After receiving my doctorate, I was fortunate to find a position in a tight job market as an instructor at Texas Southmost College in Brownsville, Texas, where I taught lower-level courses in Mexican, Texas, and U.S. history. In the early 1990s the merger of TSC with the University of Texas at Brownsville enabled me to teach upper-level and graduate courses as well. Having the opportunity to live on the Mexican border and teach a Hispanic student population proved a good fit for me. The highlights of my teaching career have included the gratification of helping students realize that history is exciting, not “boring,” helping prepare history majors to attend graduate school, and helping train many public school history teachers.
When my former major professor, Dr.
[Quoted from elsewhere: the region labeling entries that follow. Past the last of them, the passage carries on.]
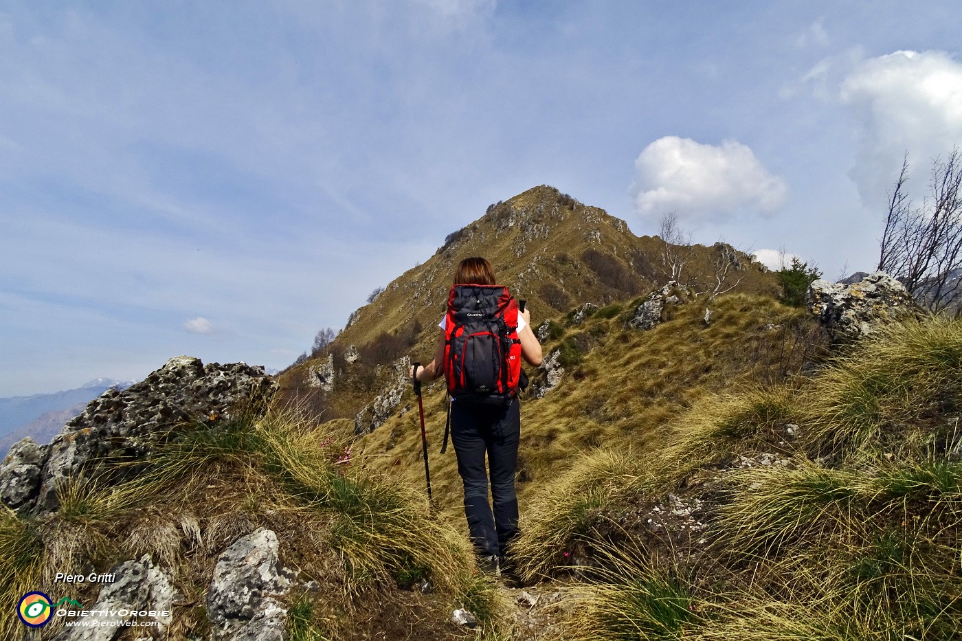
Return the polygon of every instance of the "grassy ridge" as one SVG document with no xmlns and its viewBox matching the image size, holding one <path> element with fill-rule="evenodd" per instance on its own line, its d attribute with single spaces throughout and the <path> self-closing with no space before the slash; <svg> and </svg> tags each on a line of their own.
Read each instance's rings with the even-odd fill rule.
<svg viewBox="0 0 962 641">
<path fill-rule="evenodd" d="M 959 638 L 960 358 L 962 323 L 897 326 L 815 376 L 703 397 L 657 454 L 585 456 L 522 541 L 529 576 L 570 573 L 571 550 L 595 581 L 567 638 Z M 681 504 L 704 527 L 652 533 Z"/>
<path fill-rule="evenodd" d="M 0 514 L 3 638 L 22 633 L 13 614 L 22 594 L 63 596 L 55 573 L 106 572 L 144 553 L 171 572 L 188 603 L 176 607 L 168 634 L 207 638 L 204 595 L 216 557 L 258 526 L 277 533 L 282 563 L 316 582 L 288 596 L 291 638 L 401 634 L 420 620 L 427 638 L 457 638 L 447 619 L 466 605 L 494 631 L 494 587 L 474 574 L 459 533 L 419 494 L 362 469 L 342 444 L 291 415 L 187 427 L 135 480 L 78 482 L 61 488 L 61 499 L 49 516 Z M 418 590 L 424 580 L 431 594 Z M 71 596 L 89 606 L 96 586 L 78 584 Z"/>
</svg>

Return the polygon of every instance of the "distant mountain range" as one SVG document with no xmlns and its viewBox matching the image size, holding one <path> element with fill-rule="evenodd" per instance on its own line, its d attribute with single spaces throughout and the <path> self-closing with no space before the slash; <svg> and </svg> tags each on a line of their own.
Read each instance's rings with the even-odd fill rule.
<svg viewBox="0 0 962 641">
<path fill-rule="evenodd" d="M 126 389 L 133 382 L 95 378 L 74 390 L 0 398 L 0 457 L 27 436 L 46 443 L 90 400 L 114 386 Z"/>
</svg>

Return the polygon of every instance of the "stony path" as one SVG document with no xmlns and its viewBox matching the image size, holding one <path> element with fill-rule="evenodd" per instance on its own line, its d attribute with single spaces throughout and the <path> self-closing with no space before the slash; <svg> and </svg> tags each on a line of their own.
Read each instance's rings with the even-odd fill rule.
<svg viewBox="0 0 962 641">
<path fill-rule="evenodd" d="M 510 607 L 508 622 L 514 641 L 539 641 L 556 636 L 559 624 L 576 607 L 578 594 L 560 583 L 539 583 L 511 587 L 499 583 L 499 591 Z"/>
</svg>

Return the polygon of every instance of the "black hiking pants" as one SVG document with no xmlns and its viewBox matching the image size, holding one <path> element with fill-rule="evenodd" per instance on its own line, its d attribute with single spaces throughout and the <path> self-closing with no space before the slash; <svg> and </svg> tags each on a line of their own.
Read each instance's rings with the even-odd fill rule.
<svg viewBox="0 0 962 641">
<path fill-rule="evenodd" d="M 507 406 L 451 402 L 451 442 L 465 485 L 465 516 L 474 551 L 482 556 L 504 554 L 518 535 L 515 467 L 520 433 L 518 398 Z M 489 469 L 492 503 L 488 502 Z"/>
</svg>

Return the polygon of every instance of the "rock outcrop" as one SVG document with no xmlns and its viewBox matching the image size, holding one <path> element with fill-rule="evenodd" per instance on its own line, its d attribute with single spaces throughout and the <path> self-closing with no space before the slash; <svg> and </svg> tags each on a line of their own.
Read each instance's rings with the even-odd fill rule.
<svg viewBox="0 0 962 641">
<path fill-rule="evenodd" d="M 95 474 L 99 483 L 120 482 L 140 472 L 138 462 L 175 427 L 208 428 L 233 413 L 263 409 L 276 388 L 261 367 L 171 358 L 139 383 L 91 400 L 49 445 L 16 444 L 0 465 L 0 500 L 34 513 L 56 510 L 58 487 L 67 479 Z"/>
<path fill-rule="evenodd" d="M 242 536 L 217 559 L 207 592 L 207 617 L 215 641 L 283 641 L 288 611 L 283 598 L 293 573 L 281 567 L 277 534 L 264 527 Z"/>
<path fill-rule="evenodd" d="M 665 320 L 667 307 L 681 305 L 694 297 L 691 290 L 671 280 L 660 290 L 646 295 L 626 324 L 630 329 L 651 329 Z"/>
<path fill-rule="evenodd" d="M 565 375 L 565 368 L 561 366 L 561 349 L 555 349 L 545 357 L 541 364 L 544 371 L 543 378 L 536 378 L 531 385 L 531 395 L 541 398 L 561 383 Z"/>
<path fill-rule="evenodd" d="M 319 387 L 324 392 L 334 390 L 334 354 L 317 364 L 308 368 L 307 384 L 309 387 Z"/>
<path fill-rule="evenodd" d="M 412 384 L 408 378 L 411 370 L 411 359 L 407 356 L 397 359 L 391 367 L 389 379 L 374 401 L 365 405 L 354 417 L 354 433 L 367 434 L 374 431 L 391 418 L 401 403 L 404 390 Z"/>
<path fill-rule="evenodd" d="M 163 637 L 179 596 L 167 574 L 151 562 L 149 554 L 125 561 L 111 574 L 114 582 L 105 584 L 97 603 L 87 608 L 91 625 L 67 628 L 57 641 L 113 641 L 134 619 L 156 622 L 149 629 Z"/>
<path fill-rule="evenodd" d="M 869 336 L 921 313 L 912 295 L 884 271 L 850 284 L 817 280 L 808 289 L 807 307 L 836 344 Z"/>
</svg>

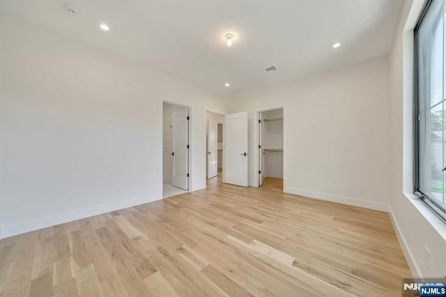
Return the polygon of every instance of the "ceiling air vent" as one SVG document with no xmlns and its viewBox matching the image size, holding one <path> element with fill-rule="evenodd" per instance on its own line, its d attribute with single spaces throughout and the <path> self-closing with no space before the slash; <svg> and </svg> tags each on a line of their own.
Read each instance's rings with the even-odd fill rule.
<svg viewBox="0 0 446 297">
<path fill-rule="evenodd" d="M 273 65 L 272 66 L 267 67 L 266 68 L 263 69 L 263 70 L 265 70 L 266 72 L 273 72 L 278 70 L 278 69 L 275 65 Z"/>
</svg>

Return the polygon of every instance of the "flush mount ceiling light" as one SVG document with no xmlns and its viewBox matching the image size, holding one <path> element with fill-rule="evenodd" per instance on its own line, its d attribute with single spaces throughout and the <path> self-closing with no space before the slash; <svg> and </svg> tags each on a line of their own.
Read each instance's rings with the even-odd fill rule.
<svg viewBox="0 0 446 297">
<path fill-rule="evenodd" d="M 234 35 L 231 33 L 228 33 L 224 35 L 224 38 L 226 39 L 226 45 L 228 47 L 231 47 L 232 45 L 232 39 L 233 38 L 234 38 Z"/>
<path fill-rule="evenodd" d="M 110 28 L 109 28 L 108 26 L 107 26 L 105 24 L 101 24 L 100 26 L 100 29 L 102 29 L 104 31 L 109 31 L 110 30 Z"/>
<path fill-rule="evenodd" d="M 67 6 L 64 6 L 63 7 L 67 10 L 67 13 L 68 13 L 70 15 L 77 15 L 77 10 L 76 10 L 75 8 L 73 8 L 72 7 L 68 7 Z"/>
</svg>

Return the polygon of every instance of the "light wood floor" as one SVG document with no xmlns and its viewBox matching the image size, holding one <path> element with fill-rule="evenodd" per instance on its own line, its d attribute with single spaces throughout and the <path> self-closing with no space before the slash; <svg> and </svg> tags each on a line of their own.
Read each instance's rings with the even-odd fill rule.
<svg viewBox="0 0 446 297">
<path fill-rule="evenodd" d="M 401 296 L 387 214 L 220 178 L 1 240 L 0 296 Z"/>
</svg>

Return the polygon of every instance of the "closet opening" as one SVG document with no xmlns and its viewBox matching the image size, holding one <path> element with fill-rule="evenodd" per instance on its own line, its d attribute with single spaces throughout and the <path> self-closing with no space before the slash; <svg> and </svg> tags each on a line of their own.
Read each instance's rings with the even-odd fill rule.
<svg viewBox="0 0 446 297">
<path fill-rule="evenodd" d="M 223 172 L 223 123 L 224 115 L 206 111 L 206 177 Z"/>
<path fill-rule="evenodd" d="M 259 111 L 259 186 L 284 178 L 284 109 Z"/>
<path fill-rule="evenodd" d="M 190 188 L 190 108 L 162 103 L 162 198 Z"/>
</svg>

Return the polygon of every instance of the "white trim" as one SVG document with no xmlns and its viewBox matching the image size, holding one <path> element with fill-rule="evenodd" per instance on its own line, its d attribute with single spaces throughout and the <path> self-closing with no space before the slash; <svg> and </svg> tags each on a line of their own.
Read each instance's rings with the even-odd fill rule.
<svg viewBox="0 0 446 297">
<path fill-rule="evenodd" d="M 199 191 L 206 188 L 206 183 L 201 183 L 192 185 L 192 188 L 190 192 L 194 192 L 195 191 Z"/>
<path fill-rule="evenodd" d="M 418 265 L 415 261 L 415 257 L 410 252 L 410 249 L 409 248 L 407 242 L 406 241 L 406 238 L 403 233 L 401 232 L 399 229 L 399 225 L 398 225 L 398 222 L 397 221 L 397 218 L 393 214 L 393 211 L 392 210 L 392 207 L 389 205 L 389 215 L 390 216 L 390 220 L 392 221 L 392 225 L 393 225 L 393 229 L 395 230 L 395 234 L 397 234 L 397 238 L 398 239 L 398 242 L 399 242 L 399 246 L 401 247 L 401 250 L 403 250 L 403 253 L 404 254 L 404 257 L 406 258 L 406 261 L 407 264 L 409 265 L 409 268 L 410 269 L 410 272 L 412 273 L 412 275 L 414 278 L 417 278 L 421 275 L 421 273 L 420 272 L 420 268 L 418 268 Z"/>
<path fill-rule="evenodd" d="M 87 209 L 68 211 L 61 214 L 47 216 L 9 225 L 3 226 L 2 238 L 10 237 L 47 227 L 55 226 L 65 223 L 72 222 L 98 214 L 106 214 L 116 210 L 132 207 L 144 203 L 151 202 L 162 199 L 159 195 L 148 195 L 126 200 L 116 201 L 105 205 L 98 205 Z"/>
<path fill-rule="evenodd" d="M 254 187 L 258 187 L 259 186 L 259 181 L 256 179 L 250 179 L 248 181 L 248 186 L 254 186 Z"/>
<path fill-rule="evenodd" d="M 327 194 L 325 193 L 314 192 L 313 191 L 301 190 L 299 188 L 284 187 L 284 193 L 305 196 L 310 198 L 321 200 L 331 201 L 360 207 L 365 207 L 371 209 L 379 210 L 387 212 L 389 207 L 385 203 L 376 202 L 374 201 L 364 200 L 362 199 L 352 198 L 351 197 L 339 196 L 337 195 Z"/>
</svg>

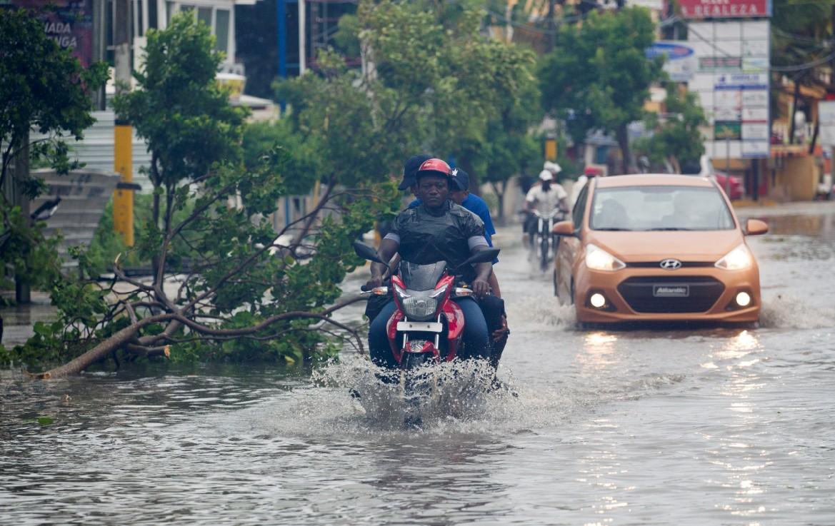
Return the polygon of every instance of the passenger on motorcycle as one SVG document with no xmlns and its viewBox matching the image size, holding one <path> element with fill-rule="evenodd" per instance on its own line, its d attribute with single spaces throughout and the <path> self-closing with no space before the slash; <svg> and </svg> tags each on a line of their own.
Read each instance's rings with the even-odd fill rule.
<svg viewBox="0 0 835 526">
<path fill-rule="evenodd" d="M 378 254 L 384 261 L 396 253 L 406 261 L 429 264 L 447 261 L 455 268 L 472 254 L 488 248 L 484 225 L 481 220 L 463 207 L 448 200 L 452 169 L 439 159 L 424 161 L 416 173 L 416 190 L 422 204 L 400 213 L 392 225 L 392 231 L 380 244 Z M 372 277 L 367 288 L 382 283 L 384 265 L 372 263 Z M 479 263 L 470 269 L 463 281 L 471 284 L 473 292 L 481 297 L 489 292 L 490 263 Z M 463 311 L 463 340 L 466 354 L 463 358 L 488 358 L 490 352 L 487 323 L 482 311 L 469 297 L 454 300 Z M 368 346 L 372 361 L 381 367 L 394 368 L 386 333 L 386 325 L 394 311 L 393 302 L 387 304 L 371 323 Z"/>
<path fill-rule="evenodd" d="M 556 166 L 557 169 L 559 168 L 556 163 L 549 164 Z M 569 195 L 561 185 L 554 180 L 552 171 L 544 169 L 539 172 L 539 180 L 541 183 L 539 185 L 531 187 L 524 200 L 525 210 L 531 212 L 528 215 L 527 224 L 525 225 L 525 231 L 529 235 L 529 243 L 530 246 L 533 246 L 534 240 L 536 238 L 536 235 L 539 234 L 536 231 L 537 218 L 533 214 L 534 210 L 541 215 L 548 215 L 556 208 L 559 208 L 564 212 L 569 210 Z"/>
</svg>

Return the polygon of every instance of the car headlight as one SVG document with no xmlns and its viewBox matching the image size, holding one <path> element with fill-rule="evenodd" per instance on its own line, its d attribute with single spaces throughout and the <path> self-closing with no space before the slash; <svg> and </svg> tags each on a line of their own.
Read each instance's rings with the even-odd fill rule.
<svg viewBox="0 0 835 526">
<path fill-rule="evenodd" d="M 743 243 L 720 258 L 716 266 L 726 271 L 744 271 L 750 268 L 753 262 L 754 256 Z"/>
<path fill-rule="evenodd" d="M 596 245 L 585 245 L 585 266 L 593 271 L 620 271 L 626 264 Z"/>
</svg>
Chipman, invited me to co-author a book on Spanish Texas, I was pleased to accept the invitation. That collaboration ultimately led to three books on the colonial period of Texas history, one of which was an award-winning publication.
Although I am pleased with what I have accomplished as a teacher and author, I am especially appreciative of my talented daughter, accomplished son-in-law, and two cherished grandchildren. They help to provide balance in my life. My daughter has even forgiven me for the bedtime stories she suffered though as a child—stories about topics such as the Conquest of the Aztecs and Indian captive Cynthia Ann Parker.